The bill reduces federal CDL burdens and compliance costs for short, in‑state port hauls and clarifies state enforcement, but does so at the expense of potential safety risks, regulatory fragmentation, and added state administrative work.
Drivers and small/local carriers who move imported goods short distances within a single State can operate under intrastate CDL rules, lowering compliance costs and paperwork for those local haulers.
State motor vehicle agencies and drivers doing local pickup from ports gain clearer statutory status for these movements, which may simplify enforcement and licensing determinations for in‑State port hauls.
Local drivers who only perform short, intrastate port pickups face reduced federal CDL burdens, potentially lowering administrative and training requirements for those specific operations.
Drivers moving international cargo short distances under intrastate rules could face reduced CDL-related training and safety standards, potentially increasing road safety risks for drivers and urban communities.
Giving local carriers an advantage by allowing intrastate treatment for port pickups could disadvantage interstate carriers and complicate regulatory uniformity across state lines, creating competitive distortions.

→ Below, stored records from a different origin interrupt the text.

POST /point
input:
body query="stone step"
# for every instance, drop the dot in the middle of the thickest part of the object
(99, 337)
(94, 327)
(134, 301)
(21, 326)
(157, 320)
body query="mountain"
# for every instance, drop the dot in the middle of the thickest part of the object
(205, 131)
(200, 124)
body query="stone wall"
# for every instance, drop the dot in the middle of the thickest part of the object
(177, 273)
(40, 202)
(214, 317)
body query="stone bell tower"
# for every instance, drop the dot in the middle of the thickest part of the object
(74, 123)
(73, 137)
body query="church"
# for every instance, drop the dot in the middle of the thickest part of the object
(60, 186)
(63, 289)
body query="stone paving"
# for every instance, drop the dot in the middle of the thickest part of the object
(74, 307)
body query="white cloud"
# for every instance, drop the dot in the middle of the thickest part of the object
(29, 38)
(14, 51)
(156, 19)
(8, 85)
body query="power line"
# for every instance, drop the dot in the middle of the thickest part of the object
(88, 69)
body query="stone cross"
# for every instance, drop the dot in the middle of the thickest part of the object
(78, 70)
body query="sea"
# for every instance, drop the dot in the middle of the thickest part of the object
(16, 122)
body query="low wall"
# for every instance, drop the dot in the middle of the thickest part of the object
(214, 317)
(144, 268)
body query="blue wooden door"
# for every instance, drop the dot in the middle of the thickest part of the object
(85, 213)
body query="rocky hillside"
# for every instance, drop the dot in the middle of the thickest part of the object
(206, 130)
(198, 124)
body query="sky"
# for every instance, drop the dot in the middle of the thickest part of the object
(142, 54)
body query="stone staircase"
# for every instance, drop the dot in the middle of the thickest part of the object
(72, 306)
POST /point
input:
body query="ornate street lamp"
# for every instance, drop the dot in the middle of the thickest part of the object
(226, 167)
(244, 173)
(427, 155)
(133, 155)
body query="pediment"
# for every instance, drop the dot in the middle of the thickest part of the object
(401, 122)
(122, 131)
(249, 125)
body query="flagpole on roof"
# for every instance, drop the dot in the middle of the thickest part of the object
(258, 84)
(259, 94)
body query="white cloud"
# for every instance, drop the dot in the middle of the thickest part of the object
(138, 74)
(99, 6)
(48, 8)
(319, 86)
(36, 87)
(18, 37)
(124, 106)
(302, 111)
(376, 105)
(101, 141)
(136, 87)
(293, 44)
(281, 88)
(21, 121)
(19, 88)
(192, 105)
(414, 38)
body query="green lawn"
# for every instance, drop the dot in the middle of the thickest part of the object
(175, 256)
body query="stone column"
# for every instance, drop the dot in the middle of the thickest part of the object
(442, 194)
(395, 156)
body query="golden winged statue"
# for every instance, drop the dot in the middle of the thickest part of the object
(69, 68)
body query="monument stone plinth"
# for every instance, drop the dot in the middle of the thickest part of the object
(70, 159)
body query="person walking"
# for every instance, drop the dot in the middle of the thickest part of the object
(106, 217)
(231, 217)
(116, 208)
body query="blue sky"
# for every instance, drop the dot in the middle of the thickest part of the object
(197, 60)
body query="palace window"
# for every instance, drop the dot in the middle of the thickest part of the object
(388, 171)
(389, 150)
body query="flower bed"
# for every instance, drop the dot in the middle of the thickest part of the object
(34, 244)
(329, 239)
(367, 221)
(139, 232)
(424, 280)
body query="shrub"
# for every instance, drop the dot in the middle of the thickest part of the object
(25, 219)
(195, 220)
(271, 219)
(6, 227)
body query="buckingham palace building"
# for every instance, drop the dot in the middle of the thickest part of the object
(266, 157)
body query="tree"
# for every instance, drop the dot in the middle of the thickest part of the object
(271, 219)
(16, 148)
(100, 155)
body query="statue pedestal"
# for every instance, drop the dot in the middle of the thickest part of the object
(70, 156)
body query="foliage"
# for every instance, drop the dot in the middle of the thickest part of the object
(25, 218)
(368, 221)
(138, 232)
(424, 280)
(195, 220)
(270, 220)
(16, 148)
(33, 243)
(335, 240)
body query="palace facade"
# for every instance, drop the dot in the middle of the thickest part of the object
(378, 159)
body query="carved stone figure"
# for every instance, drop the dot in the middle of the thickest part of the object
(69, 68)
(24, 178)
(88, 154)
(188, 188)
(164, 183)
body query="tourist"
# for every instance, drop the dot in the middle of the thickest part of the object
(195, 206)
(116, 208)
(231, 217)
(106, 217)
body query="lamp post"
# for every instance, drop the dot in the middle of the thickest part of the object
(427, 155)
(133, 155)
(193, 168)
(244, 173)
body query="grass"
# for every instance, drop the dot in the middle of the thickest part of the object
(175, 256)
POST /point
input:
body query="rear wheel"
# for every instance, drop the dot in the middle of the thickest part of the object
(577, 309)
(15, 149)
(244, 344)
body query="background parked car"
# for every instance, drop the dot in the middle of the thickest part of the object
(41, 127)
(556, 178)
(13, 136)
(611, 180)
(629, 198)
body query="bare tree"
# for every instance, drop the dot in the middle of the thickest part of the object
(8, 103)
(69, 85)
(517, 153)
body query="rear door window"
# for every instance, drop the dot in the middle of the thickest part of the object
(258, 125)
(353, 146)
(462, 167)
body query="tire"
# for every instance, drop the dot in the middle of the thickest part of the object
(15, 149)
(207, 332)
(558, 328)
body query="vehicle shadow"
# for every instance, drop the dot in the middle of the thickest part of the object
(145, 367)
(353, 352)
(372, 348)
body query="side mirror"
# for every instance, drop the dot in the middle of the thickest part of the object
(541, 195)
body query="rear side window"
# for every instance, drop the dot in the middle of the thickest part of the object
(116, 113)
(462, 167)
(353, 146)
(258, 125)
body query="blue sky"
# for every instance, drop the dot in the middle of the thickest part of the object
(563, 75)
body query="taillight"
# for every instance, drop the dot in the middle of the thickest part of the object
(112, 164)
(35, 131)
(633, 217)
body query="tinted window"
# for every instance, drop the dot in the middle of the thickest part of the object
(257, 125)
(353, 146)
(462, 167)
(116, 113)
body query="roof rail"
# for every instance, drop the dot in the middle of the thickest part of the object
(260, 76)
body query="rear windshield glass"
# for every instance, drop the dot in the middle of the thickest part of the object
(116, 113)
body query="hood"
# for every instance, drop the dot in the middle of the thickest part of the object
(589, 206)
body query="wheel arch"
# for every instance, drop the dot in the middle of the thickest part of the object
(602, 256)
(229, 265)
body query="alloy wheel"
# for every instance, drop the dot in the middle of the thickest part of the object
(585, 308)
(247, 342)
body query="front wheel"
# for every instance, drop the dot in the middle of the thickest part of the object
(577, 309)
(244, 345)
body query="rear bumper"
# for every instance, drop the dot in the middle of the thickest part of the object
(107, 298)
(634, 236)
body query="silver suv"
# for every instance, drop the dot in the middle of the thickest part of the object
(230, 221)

States may incur administrative costs and face a patchwork of rules as they implement the changed interstate/intrastate distinction and adjust licensing enforcement.
Based on analysis of 2 sections of legislative text.
Treats certain port-to-within-state freight movements that originated outside the State or U.S. as intrastate for CDL rules, altering federal interstate classifications.
Introduced December 12, 2025 by Brian Jeffrey Mast · Last progress December 12, 2025
Changes federal commercial driver licensing rules so that moving goods from a port of entry to another location within the same State — when the shipment is part of trade or transport that began outside that State or the United States — is treated as intrastate rather than interstate for CDL purposes. It also adds a short title and updates the Title 49 table of chapters to reflect the new chapter.